In the presence of camp survivors and to the sound of a solo violin performance of the haunting theme from Schindler’s List, a memorial to the thousands of Greek Jewish victims of the Nazi Holocaust was unveiled in Athens on May 10.
The Athens Holocaust Memorial consists of a broken marble Star of David. Poignantly, each of the monument’s six triangles points in the general direction of the 25 Greek cities and towns whose Jewish populations fell victim to the Nazis.
Situated near the ancient Kerameikos cemetery in the pedestrianised section of Ermou St, the new monument stands close to the Athens synagogue, where, on 24 March 1944, the Gestapo trapped hundreds of the city’s Jews. They were later transported to Auschwitz, where it is estimated that 1,000 Athenian Jews died.
In all 67,000 of Greece’s Jewish citizens, or 86 percent of the community, lost their lives in the Holocaust, most of them at Auschwitz.
Unveiling
The monument was jointly unveiled by Nikitas Kaklamanis, mayor of Athens, and Benjamin Albalas, president of the Jewish Community of Athens, at a ceremony attended by political and religious leaders, members of the judiciary, diplomats, Israeli representatives as well as a large number of Greece’s Jewish communities.

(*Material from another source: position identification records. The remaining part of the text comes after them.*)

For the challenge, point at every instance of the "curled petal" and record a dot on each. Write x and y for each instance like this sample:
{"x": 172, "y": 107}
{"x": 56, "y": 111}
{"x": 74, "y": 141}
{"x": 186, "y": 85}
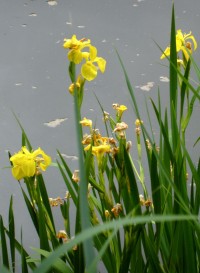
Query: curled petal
{"x": 166, "y": 53}
{"x": 93, "y": 53}
{"x": 89, "y": 71}
{"x": 75, "y": 56}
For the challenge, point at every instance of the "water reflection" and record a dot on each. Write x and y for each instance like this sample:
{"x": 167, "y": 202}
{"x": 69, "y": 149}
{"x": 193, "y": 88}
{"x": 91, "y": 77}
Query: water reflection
{"x": 33, "y": 72}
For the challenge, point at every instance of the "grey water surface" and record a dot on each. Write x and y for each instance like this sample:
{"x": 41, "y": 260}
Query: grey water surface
{"x": 34, "y": 79}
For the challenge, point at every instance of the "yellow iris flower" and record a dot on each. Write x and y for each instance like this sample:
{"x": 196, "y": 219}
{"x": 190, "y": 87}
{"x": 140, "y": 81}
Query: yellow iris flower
{"x": 182, "y": 43}
{"x": 26, "y": 164}
{"x": 99, "y": 151}
{"x": 93, "y": 63}
{"x": 75, "y": 47}
{"x": 86, "y": 122}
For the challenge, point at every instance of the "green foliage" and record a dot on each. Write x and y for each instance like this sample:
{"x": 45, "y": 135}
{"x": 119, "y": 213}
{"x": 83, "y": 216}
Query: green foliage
{"x": 114, "y": 225}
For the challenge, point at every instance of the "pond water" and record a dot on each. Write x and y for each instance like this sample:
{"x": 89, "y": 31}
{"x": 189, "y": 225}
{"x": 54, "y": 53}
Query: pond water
{"x": 34, "y": 80}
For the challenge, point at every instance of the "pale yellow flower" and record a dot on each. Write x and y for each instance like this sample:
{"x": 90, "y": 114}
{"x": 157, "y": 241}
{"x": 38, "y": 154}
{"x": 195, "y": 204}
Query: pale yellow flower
{"x": 75, "y": 47}
{"x": 93, "y": 63}
{"x": 27, "y": 164}
{"x": 86, "y": 122}
{"x": 183, "y": 41}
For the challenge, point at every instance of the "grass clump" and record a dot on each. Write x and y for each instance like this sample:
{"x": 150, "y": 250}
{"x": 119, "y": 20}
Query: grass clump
{"x": 116, "y": 224}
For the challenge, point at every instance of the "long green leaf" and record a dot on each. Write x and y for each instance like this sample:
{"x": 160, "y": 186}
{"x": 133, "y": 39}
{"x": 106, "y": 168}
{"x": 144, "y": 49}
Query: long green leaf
{"x": 89, "y": 233}
{"x": 4, "y": 244}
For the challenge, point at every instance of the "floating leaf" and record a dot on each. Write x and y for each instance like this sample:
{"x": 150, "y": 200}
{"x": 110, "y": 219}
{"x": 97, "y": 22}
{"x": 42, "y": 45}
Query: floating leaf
{"x": 55, "y": 123}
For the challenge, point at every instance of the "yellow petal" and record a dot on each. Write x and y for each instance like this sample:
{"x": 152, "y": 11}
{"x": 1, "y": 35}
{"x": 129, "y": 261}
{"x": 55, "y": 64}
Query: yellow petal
{"x": 75, "y": 56}
{"x": 93, "y": 52}
{"x": 166, "y": 53}
{"x": 89, "y": 71}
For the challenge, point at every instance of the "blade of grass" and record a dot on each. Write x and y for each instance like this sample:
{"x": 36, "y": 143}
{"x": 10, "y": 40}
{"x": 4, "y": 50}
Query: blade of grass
{"x": 117, "y": 224}
{"x": 4, "y": 245}
{"x": 12, "y": 233}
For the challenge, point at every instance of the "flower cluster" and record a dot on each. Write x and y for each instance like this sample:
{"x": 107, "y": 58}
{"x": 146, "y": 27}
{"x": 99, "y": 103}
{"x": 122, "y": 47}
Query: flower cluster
{"x": 83, "y": 50}
{"x": 183, "y": 43}
{"x": 28, "y": 164}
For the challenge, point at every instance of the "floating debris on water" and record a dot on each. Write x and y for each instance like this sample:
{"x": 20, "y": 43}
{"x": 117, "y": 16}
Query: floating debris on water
{"x": 72, "y": 157}
{"x": 55, "y": 123}
{"x": 147, "y": 87}
{"x": 52, "y": 2}
{"x": 164, "y": 79}
{"x": 33, "y": 14}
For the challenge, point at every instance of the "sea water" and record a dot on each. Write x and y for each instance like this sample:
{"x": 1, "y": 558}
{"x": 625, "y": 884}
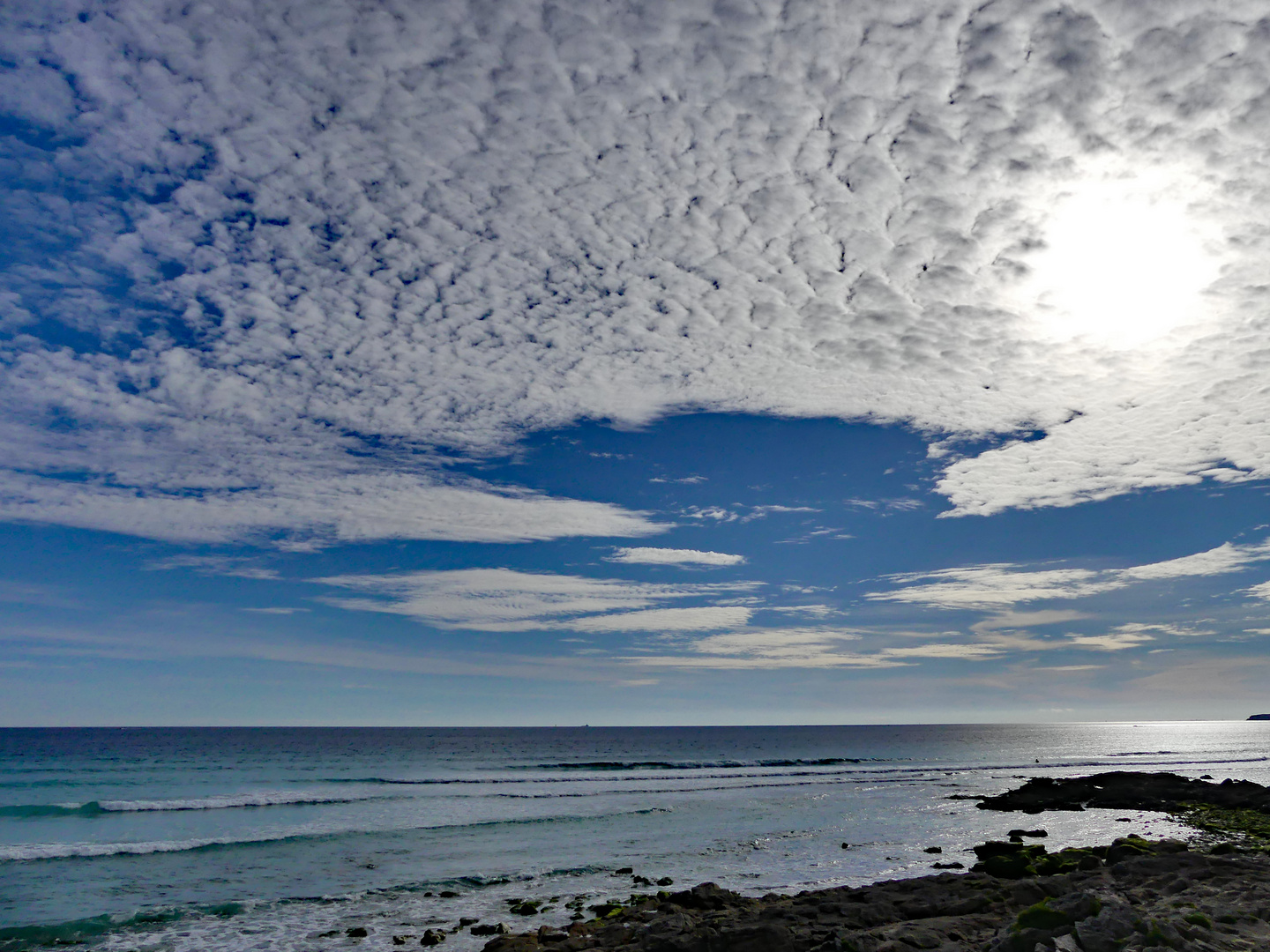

Referring to the Holocaust monument, Kaklamanis said that thememorial ”reminds us that the men, women and children who were tortured and murdered in the name of racism, xenophobia, bigotry, intolerance and anti-Semitism were our people, our neighbours, our relatives”.
This monument is ”dedicated to the memory of thousands of Jewish men and women who tragically perished in concentration camps”, Albalas said, adding that his community was presenting it to the people of Athens as an ”eternal reminder of the horror which human beings can cause to other human beings because they are different [and] so that it will never happen again”.
Placing a small stone atop the triangle pointing to Thessaloniki was Heather Nahmias, whose husband’s family lost 17 members to the Holocaust, nine of them children.
”Athens is the last European capital to have a Holocaust memorial, so this is very important for us,” Nahmias said.
Selected artist
The sculpture is the creation of Greek-American artist Deanna Maganias, whose design was selected from among 19 entries submitted in a competition.
”One of the most important things about the monument is its scale and the fact that it doesn’t have an orientation that is front, side or back. It’s in and around. Watching people interact with it was very important and moving for me.”
Maganias explained that the design was inspired by a ”common inheritance of Jews and Greeks and that’s the notion of the diaspora”.
”I think the monument has everything to do with distant places and movement. It made sense to use the Star of David, which is a beautiful geometric form and the ancient symbol of the protection of the Jewish people, as a compass,” Maganias said.
The monument is surrounded by trees and some low shrubbery. As landscaper Simon Rackham explained, ”this garden has been planted without any irrigation and serves as a model of what green spaces in Athens could look like in the future.”